The two biggest fears in my life were that I would get Cancer and Death!!!! How do I process this information? I now am experiencing this unbelievable peace coming over me. God was whispering softly that He loves me and is in control. What a load off my mind! This was the first time in my life that I was not afraid of death! I now am ready to face the biggest physical battle of my life, beating cancer, and the most exciting spiritual journey of my life, facing my mortality (death). I am thankful for the inspiration and encouragement from my dear husband. I know he must have been afraid also with not knowing what was ahead for us. He never wavered in his faith and that God was in control and all things would work out as God planned. I gained so much faith and strength from Claude. When I was in the hospital the best part of my day was just before Claude would leave at night he would hold my hand and pray for God to heal me and keep me. That so reminded me of my Dad who I miss so much. I always admired my Dads faith and wished I could experience the same. Guess what, I know now the strength of your faith comes from the depth of the valley you are called to go through.
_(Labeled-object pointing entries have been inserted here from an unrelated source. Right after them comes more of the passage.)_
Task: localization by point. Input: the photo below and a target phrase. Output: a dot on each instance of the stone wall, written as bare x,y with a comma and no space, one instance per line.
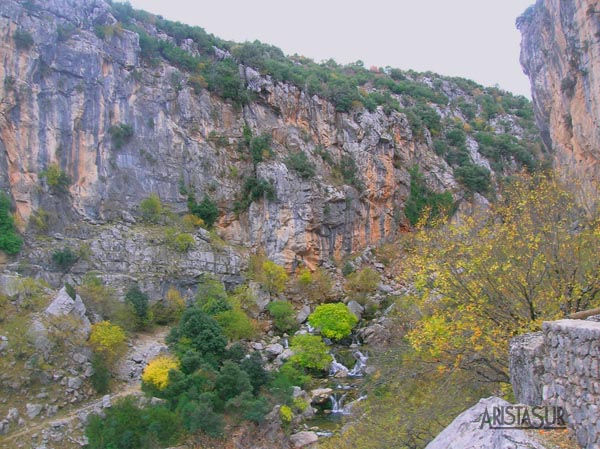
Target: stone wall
561,367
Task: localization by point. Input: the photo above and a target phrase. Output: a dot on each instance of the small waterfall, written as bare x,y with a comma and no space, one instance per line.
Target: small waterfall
337,403
336,367
359,367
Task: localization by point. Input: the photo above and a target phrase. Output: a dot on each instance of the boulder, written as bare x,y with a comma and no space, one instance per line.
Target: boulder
303,439
303,314
465,432
33,410
273,350
320,396
356,309
527,367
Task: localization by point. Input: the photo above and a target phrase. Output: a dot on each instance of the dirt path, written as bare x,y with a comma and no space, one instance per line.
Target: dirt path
143,347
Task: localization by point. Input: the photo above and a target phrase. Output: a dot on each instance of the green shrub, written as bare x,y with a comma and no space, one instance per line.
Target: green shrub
284,316
56,178
363,282
286,414
260,148
183,242
333,320
127,426
199,332
254,189
120,134
310,352
423,200
236,324
223,78
200,415
64,258
10,241
232,381
101,377
474,178
349,172
139,303
212,297
274,277
23,39
456,137
151,208
206,209
253,366
300,163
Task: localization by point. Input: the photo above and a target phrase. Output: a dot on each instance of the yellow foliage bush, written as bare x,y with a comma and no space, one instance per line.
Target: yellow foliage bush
157,371
107,339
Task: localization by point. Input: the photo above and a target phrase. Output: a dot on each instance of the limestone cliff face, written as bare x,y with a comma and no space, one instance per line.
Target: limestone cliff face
63,93
560,52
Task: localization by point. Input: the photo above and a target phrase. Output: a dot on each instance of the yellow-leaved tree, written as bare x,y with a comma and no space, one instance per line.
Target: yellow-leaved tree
472,285
483,280
156,373
107,340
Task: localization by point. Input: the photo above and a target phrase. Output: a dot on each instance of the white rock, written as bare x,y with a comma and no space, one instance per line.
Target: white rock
302,439
33,410
274,349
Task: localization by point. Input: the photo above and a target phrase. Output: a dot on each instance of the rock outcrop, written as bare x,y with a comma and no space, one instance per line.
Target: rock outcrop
83,100
466,431
560,52
564,364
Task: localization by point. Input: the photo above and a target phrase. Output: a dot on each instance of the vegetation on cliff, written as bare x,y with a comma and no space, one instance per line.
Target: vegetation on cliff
476,284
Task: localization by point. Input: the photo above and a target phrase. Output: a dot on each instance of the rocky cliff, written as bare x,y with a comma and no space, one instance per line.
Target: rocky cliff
83,98
560,52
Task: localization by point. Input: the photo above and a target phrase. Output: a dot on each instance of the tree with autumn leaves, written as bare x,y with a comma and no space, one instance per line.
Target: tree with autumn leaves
473,284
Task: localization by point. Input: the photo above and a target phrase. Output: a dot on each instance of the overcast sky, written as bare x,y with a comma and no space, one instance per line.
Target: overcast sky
475,39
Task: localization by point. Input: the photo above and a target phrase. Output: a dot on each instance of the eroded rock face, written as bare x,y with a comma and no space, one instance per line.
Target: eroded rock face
560,53
64,97
465,432
527,367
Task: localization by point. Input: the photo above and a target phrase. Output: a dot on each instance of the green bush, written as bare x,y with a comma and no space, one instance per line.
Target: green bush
273,277
139,303
183,242
206,209
300,163
456,137
64,258
120,134
284,316
232,381
253,366
236,324
10,241
23,39
56,178
363,282
333,320
151,208
101,377
200,415
474,178
254,189
127,426
423,200
310,352
260,148
349,172
223,78
212,297
199,332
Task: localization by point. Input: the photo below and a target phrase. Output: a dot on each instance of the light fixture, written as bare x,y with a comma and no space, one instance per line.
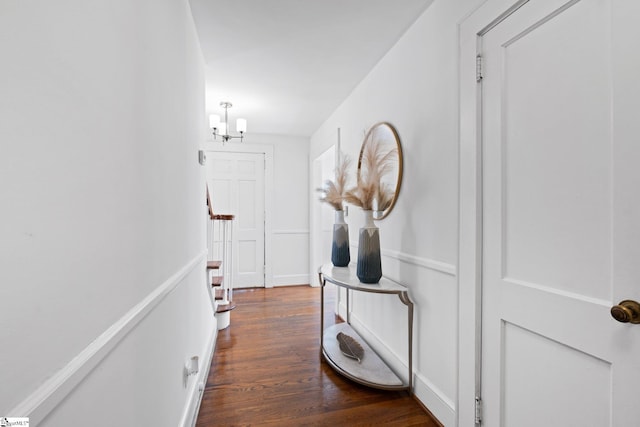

So when I am afraid, His love calms me, when I feel alone, He surrounds me with His presence, when I'm in pain, I can feel His touch, when I lose heart, He restores my soul. God even knows how many hairs are on my balding head.
As of today October 2014 I have had two recurrences and am currently having chemo treatments again. It is getting harder and harder. But with the lord's help, He will be by my side all the way.
Yes I have cancer but I know that God is in control of everything. So whether it's chemo or surgery, I am at peace because I know that God is with me and He makes NO mistakes.